Portanto, se os projectos petrolíferos darem certo no Norte vai se facilmente negociar uma linha que sai de Mutuale em direcção a Mocímboa da Praia porque esta é a parte que parece que a linha vai ser mais viável.
Não se trata de ser o primeiro, mas é onde se vê que há viabilidade económica porque há projectos em “pipeline” que vão cria massa de carga para circular.
NOT - Quando é que esses projectos começam a ganhar corpo?
PZ - Já existem alguns memorandos de entendimento e neste momento estão em curso estudos. Na semana passada houve uma reunião de logística de carvão e os chineses tem muito interesse nesse troço, há um grupo de moçambicanos que tem os seus parceiros estrangeiros que também tem interesses. Então, a nossa ideia é fazer. É preciso deixar quem tem dinheiro fazer e podemos chegar a conclusão de que podemos deixar fazer para operar e entregar mais tarde ao Estado.

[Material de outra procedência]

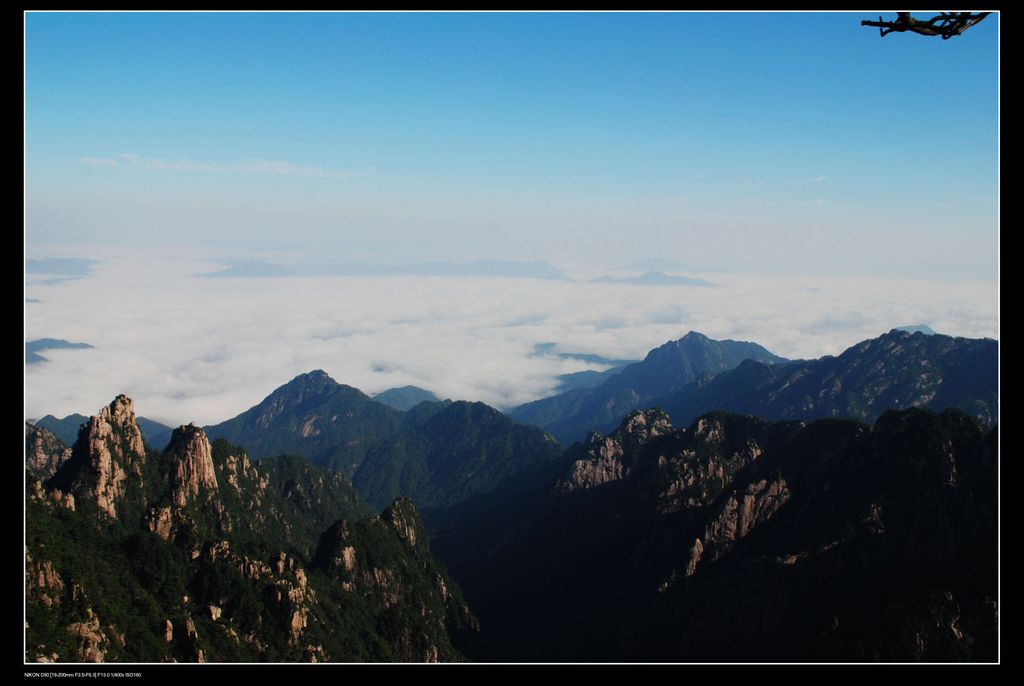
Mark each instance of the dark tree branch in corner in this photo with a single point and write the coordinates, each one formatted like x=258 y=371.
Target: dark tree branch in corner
x=946 y=25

Significa que este troço que me referi anteriormente poderá ser o primeiro a ser feito. Não vou precisar aqui datas, mas o meu optimismo me diz que até ao final de 2011 vamos ter o estudo certo sobre o traçado da linha, sobre o que vai custar, onde estarão os projectos que vão suportar a viabilidade. Uma vez isso feito é mais fácil avançar.
A seguir teremos um outro bocado que vai ligar Dondo à Linha do Limpopo e o outro implicará a ligação entre a linha do Limpopo e o Botswana. A mesma Linha do Limpopo estará depois ligada a Catuane na zona de Matutuíne onde vamos construir um Porto de águas profundas.

TRANSIÇÃO DE SISTEMAS PODE VIR A SER PENOSA
Por decisão da União Internacional das Telecomunicações todo os países deverão emigrar do sistema analógico para o digital. Porque Moçambique não deverá ser uma ilha já começou a preparar-se para esta transição que para muitos não será algo pacífico tendo em conta as implicações que poderá trazer. Perguntamos ao Ministro Zuzula que passos já foram dados com vista a materialização deste objectivo em face do que respondeu:
PZ - Em breve vamos levar esta questão ao Conselho de Ministro onde vamos decidir sobre a opção, sobre qual é o sistema que será usado e qual vai ser a transição. É preciso dizer que esta é uma decisão internacional, mais concretamente a União Internacional das Telecomunicações de que o mundo todo tem emigrar dum sistema para o outro.
NOT - Que implicações se podem esperar?
PZ - Isso vai afectar os órgãos de comunicação de rádio e televisão. Estamos a falar de afectar, mas na verdade vai haver melhorias, contudo queremos dizer que vai ser uma transição penosa provavelmente, porque isso implica o uso de adaptadores. Nós temos estado a discutir até agora, dos três a quatro sistemas que o mundo está a adoptar desde o Europeu até ao Japonês, coreano e o chinês.
NOT – Quais são as opções mais próximas?
PZ - Os sistemas mais próximos são o japonês e o europeu. São opções quase muito similares, mas a diferença está na economia de escala. Enquanto o sistema europeu é usado por muito mais gente e muito mais países o sistema japonês ainda está em poucos países, mas está-se a expandir e nós vamos ter que fazer uma opção para entregar o Governo de modo a ter elementos para ir discutir ao nível da SADC.
NOT – Porquê na SADC?
PZ - O ideal seria fazer uma opção como região para não afectar as nossas trocas comerciais. Portanto, para nós a opção mais correcta é tentar fazer com que toda a SADC tenha a mesma opção, obviamente que não devemos esperar que todos concordem, para esta é a nossa maneira de ver as coisas e vamos tentar influenciar que toda a região económica da SADC tenha a mesma opção e só assim é que estaríamos melhor servidos.